Integration expect log testing was originally used as a rough-and-ready way to make sure that certain code paths were being executed before the unit tests existed. Now that we have 100% unit test coverage (with expect log testing) the value of the integration expect tests seems minimal at best.
But they do cause numerous issues:
- Maintenance of the expect code and replacements that are required to keep logs reproducible.
- Even a trivial change can cause massive churn in the expect logs, e.g. d9088b2. These changes should be minutely audited but since the expect logs have little value now it is seldom worth the effort.
- The OS version used to do expect testing (RHEL7) can only be used to test one version of PostgreSQL. This makes it hard to balance the PostgreSQL version testing between OS versions.
- When a commit affects expect logs it is not clear (especially for new developers) how to regenerate them and our contributing guide is silent on the issue.
The goal is to migrate the integration tests to C and expect testing is not part of that plan.
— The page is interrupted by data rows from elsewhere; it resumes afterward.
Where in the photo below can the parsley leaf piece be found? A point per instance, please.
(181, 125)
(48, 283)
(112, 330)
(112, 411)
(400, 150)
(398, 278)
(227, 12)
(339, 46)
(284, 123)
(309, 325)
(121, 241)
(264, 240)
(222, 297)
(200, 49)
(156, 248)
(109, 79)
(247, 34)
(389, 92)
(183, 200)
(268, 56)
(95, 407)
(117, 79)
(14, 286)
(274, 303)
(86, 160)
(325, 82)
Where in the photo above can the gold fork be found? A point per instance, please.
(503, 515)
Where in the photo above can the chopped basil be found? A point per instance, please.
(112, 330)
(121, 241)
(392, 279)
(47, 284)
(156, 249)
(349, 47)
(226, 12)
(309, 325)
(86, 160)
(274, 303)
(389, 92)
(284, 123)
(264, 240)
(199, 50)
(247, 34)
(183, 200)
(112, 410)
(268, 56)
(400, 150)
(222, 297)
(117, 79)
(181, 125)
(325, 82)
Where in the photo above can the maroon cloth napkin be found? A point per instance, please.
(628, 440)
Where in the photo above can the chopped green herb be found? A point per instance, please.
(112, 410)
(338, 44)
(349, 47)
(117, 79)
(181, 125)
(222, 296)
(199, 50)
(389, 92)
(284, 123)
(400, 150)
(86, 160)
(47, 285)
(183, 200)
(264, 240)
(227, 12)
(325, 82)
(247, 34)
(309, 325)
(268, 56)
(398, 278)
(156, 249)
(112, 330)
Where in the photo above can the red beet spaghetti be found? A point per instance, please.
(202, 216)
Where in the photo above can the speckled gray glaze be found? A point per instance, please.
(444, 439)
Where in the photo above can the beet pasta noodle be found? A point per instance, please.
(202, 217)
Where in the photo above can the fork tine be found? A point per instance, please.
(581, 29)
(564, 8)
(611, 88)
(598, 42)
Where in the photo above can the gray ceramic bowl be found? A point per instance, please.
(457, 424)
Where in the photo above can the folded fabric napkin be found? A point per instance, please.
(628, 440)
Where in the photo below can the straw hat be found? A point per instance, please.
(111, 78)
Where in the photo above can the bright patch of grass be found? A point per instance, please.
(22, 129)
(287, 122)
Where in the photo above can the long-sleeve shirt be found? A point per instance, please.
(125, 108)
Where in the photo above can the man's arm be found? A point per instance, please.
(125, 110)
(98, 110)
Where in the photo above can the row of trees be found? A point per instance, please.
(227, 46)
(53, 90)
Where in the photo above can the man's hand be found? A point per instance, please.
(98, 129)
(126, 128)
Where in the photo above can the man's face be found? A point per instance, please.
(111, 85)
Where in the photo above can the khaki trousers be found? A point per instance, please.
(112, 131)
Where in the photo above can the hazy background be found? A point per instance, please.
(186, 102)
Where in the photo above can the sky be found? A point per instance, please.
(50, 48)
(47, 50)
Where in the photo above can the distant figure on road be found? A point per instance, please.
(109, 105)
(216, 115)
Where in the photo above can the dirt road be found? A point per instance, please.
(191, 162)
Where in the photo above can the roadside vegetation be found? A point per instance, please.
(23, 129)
It seems best to get rid of them now.
This helps rebalance some of the tests that are running long, i.e. d9 and u20.
I would be better to move more PostgreSQL versions to d9, but the base VM does not contain more versions. New minor versions will be out later in the week so that seems a better time to be rebuilding containers.
PostgreSQL 15 drops support for exclusive backup and renames the start/stop backup commands.
This is based on the pgdg-testing repo since beta1 has not been released yet, but it seems unlikely that breaking changes will be made at this point. beta1 should be tagged just before our next release so we'll retest before the release.
Only set -DDEBUG_MEM for the modules currently being tested rather than globally.
Also run tests in a temp mem context. Running in the top context can confuse memory accounting when a new context is created in the top context.
In offline mode the pg_wal directory is copied, but that is not the same as archive-copy, which copies the exact set of WAL required from the archive.
This flag is purely for informational purposes so there is no live bug here, but the prior behavior was certainly misleading.
The unit tests were ignoring stderr but nothing being output there was important. Now a test will fail if there is anything on stderr.
This makes it easier to work with -fsanitize, which outputs to stderr.
The manifest test module was setting a blank value here and causing a stack overflow because memcpy() is used instead of strcpy().
This was really just a test issue but add an assert just in case the same were to happen in production code.
Also update a bogus checksum in the integration tests to the correct length to avoid running afoul of the assert.
Found with -fsanitize=address.
This rule was added because there were not sufficient tests to demonstrate that the repo-hardlink option could be changed in a backup set.
Remove the restriction and add/update tests to show that it works.
This is necessary now because bundling requires that hardlinking be disabled. Rather than add code complexity, it seems better just to address this limitation.
It seems best for these to be repo options so they can be configured per repo, rather than globally.
All clarify usage for repo-bundle-size and repo-bundle-limit.